Now I am going to mention something that will be very unpopular, but it is 100% true, so try to open your mind a little before reading.

Let's compare not hashing, the worst hashing algorithm, and the best hashing algorithm. The worst will be something like MD5 with no salt, and the best using the most advanced hashing, random salts, and CPU-heavy calculations. We'll compare the effect of database compromise by a cracker on a user with a weak password (4-character dictionary word) and one with a strong password (15-character random a-Z, 0-9, and symbols)

* No hashing - weak: cracked; strong: cracked

* Worst hashing - weak: cracked; strong: safe

* Best hashing - weak: cracked; strong: safe

The best hash will protect more medium strength passwords than the worst but there is no hashing algorithm strong enough to protect the weakest passwords, and MD5 with no salt still protects the strongest.

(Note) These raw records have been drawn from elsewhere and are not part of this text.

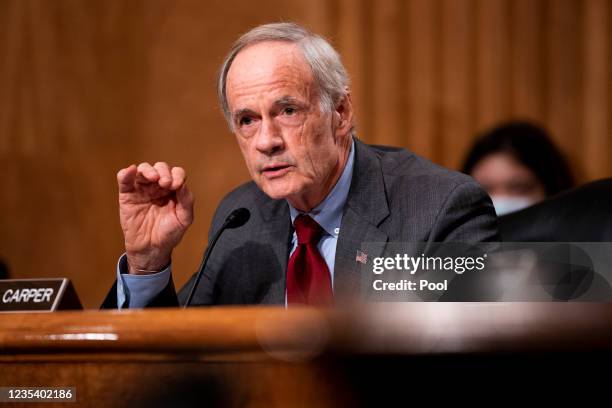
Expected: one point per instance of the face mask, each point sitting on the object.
(506, 204)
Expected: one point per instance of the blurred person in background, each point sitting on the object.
(518, 165)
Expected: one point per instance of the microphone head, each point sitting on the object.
(237, 218)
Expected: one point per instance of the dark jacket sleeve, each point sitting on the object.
(467, 215)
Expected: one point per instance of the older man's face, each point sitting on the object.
(292, 149)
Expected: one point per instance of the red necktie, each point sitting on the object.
(308, 280)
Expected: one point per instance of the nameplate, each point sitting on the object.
(37, 295)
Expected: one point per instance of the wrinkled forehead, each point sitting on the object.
(269, 66)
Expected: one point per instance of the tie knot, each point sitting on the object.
(307, 230)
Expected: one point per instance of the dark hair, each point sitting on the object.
(531, 146)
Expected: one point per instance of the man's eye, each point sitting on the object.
(245, 121)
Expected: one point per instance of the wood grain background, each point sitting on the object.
(88, 87)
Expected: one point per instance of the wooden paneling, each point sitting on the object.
(89, 87)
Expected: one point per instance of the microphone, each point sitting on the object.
(237, 218)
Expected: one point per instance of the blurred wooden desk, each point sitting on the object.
(301, 357)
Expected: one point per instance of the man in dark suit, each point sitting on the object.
(317, 193)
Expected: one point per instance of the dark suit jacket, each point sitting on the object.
(394, 196)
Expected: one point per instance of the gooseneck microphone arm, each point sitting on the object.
(237, 218)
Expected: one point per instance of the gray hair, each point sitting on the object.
(327, 69)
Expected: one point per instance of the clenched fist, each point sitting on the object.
(155, 209)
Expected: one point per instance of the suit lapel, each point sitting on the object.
(366, 208)
(276, 229)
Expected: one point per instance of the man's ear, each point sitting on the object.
(343, 115)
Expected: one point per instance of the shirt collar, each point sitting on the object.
(328, 214)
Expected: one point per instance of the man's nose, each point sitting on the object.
(269, 138)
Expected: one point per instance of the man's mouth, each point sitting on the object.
(275, 170)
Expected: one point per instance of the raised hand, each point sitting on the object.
(155, 210)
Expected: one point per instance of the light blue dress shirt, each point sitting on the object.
(135, 291)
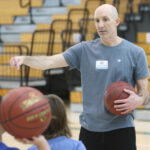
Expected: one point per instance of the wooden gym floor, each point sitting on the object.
(142, 132)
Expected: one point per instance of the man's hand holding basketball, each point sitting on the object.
(17, 61)
(129, 104)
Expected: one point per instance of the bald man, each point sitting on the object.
(101, 62)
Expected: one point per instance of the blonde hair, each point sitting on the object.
(59, 124)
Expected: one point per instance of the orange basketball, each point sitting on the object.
(116, 91)
(25, 112)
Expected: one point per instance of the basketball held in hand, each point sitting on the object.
(25, 112)
(115, 91)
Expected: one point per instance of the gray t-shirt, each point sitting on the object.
(101, 65)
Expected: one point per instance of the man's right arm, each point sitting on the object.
(39, 62)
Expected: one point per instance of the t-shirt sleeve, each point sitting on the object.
(73, 55)
(141, 70)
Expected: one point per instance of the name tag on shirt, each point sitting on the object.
(102, 64)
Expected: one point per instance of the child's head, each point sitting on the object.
(59, 124)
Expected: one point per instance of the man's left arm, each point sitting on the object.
(142, 90)
(134, 100)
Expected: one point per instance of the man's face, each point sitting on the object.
(105, 23)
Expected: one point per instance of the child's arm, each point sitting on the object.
(39, 141)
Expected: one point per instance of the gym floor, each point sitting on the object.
(142, 132)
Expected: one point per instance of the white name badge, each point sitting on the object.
(102, 64)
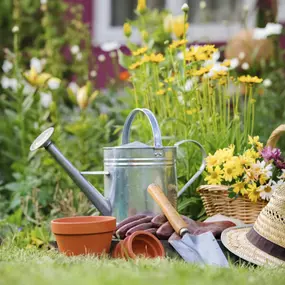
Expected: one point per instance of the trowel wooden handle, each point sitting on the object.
(169, 211)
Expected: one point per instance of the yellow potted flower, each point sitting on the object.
(240, 185)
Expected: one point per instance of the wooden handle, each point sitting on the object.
(275, 135)
(169, 211)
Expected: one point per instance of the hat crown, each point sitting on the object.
(270, 223)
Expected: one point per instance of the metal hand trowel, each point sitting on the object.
(203, 248)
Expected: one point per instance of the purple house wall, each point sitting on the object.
(105, 70)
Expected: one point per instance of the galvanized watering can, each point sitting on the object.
(128, 171)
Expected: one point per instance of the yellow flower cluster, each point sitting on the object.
(176, 25)
(155, 58)
(139, 51)
(245, 173)
(200, 53)
(176, 44)
(249, 79)
(201, 71)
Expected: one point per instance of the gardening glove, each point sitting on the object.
(165, 230)
(159, 226)
(135, 223)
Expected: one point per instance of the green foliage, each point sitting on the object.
(33, 182)
(32, 266)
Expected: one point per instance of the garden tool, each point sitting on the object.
(128, 170)
(159, 226)
(202, 248)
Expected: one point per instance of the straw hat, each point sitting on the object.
(264, 242)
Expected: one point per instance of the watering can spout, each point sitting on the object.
(43, 140)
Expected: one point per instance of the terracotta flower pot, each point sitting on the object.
(84, 235)
(139, 244)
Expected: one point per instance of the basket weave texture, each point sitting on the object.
(216, 201)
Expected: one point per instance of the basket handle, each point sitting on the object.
(275, 135)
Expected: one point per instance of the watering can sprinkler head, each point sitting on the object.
(43, 140)
(98, 200)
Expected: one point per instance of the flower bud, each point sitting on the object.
(185, 8)
(82, 97)
(141, 7)
(127, 30)
(15, 29)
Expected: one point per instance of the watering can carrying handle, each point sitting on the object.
(154, 125)
(200, 170)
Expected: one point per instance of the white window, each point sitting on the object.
(217, 23)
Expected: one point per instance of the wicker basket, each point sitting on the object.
(216, 201)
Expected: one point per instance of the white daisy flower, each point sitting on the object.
(54, 83)
(266, 191)
(73, 87)
(259, 34)
(75, 49)
(273, 29)
(45, 99)
(245, 66)
(267, 82)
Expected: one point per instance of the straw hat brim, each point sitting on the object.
(235, 240)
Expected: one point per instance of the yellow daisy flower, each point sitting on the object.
(156, 58)
(253, 193)
(230, 172)
(139, 51)
(176, 44)
(254, 141)
(136, 65)
(215, 176)
(249, 79)
(239, 187)
(212, 160)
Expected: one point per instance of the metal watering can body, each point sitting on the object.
(128, 171)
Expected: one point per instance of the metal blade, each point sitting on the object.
(202, 248)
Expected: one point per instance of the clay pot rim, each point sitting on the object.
(93, 219)
(81, 225)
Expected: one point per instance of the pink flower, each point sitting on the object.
(269, 153)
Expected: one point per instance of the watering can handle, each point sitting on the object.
(154, 125)
(200, 170)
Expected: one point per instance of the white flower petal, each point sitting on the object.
(241, 55)
(273, 29)
(267, 82)
(45, 99)
(5, 82)
(75, 49)
(245, 66)
(101, 57)
(54, 83)
(259, 34)
(73, 87)
(79, 56)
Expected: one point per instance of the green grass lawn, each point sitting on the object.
(30, 266)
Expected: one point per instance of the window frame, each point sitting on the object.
(204, 32)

But there are other benefits of using any hashing over none: It protects your users from yourself and other admin-level people on your team and guarantees that your application cannot expose plaintext passwords even after you leave the project.

tl;dr The difference between no password hashing and weak password hashing is significant and the difference between weak hashing and strong hashing is small.


Your comparison is invalid because with 'worst hashing' a strong password is still cracked; there's simply too many workable attacks, the algorithm is too fast, and FPGA implementations are trivial.

A password function is the last line of defense, and never foolproof. Looking at the history of successful password exfiltrations over time, attackers have about a month or two before somebody notices they got away with your data. So your password functions should ensure that passwords are strong enough that with current-day technology they can withstand at least that much time out in the wild; otherwise, don't even use a hash.


This is pretty much why HSMs and good PAKE protocols are important. Key stretching only buys you a degree of computational hardness, whereas not storing or exchanging password derived material at all makes offline cracking provably hard.

Hashing is just a stopgap measure that hopefully gives your users time to do something before they're compromised. It's hard to say how effective it is in practice when a new db dump goes to auction.


I particularly like reading this, and then comparing to something like this: http://www.tarsnap.com/scrypt/scrypt.pdf


Whatever people think of this idea, it's probably a bit late to be coming up with new designs. Any future adoption of a different password hashing algorithm will probably be determined by the PHC[0]... at least, I'm not aware of a more comprehensive ongoing effort to improve the state of the art.

[0] https://password-hashing.net/


I'm not sure what I think of it, but don't dismiss it because it's not established by X or Y person.

Judge it on its merits, if any. If we can't poke holes in it, then maybe its worth those same people's time to look at.


PHC isn't about pedigree, it's a formal contest that was open for submissions for a while now. Now they're in the elimination phase.


Has he coded it? In what way is it better than [bs]crypt?


[deleted]


that's seem fit....


Is there any way to measure empirically the safety of a hashing algorithm?


Get a large site to adopt it, leak the password hash database. Voilà!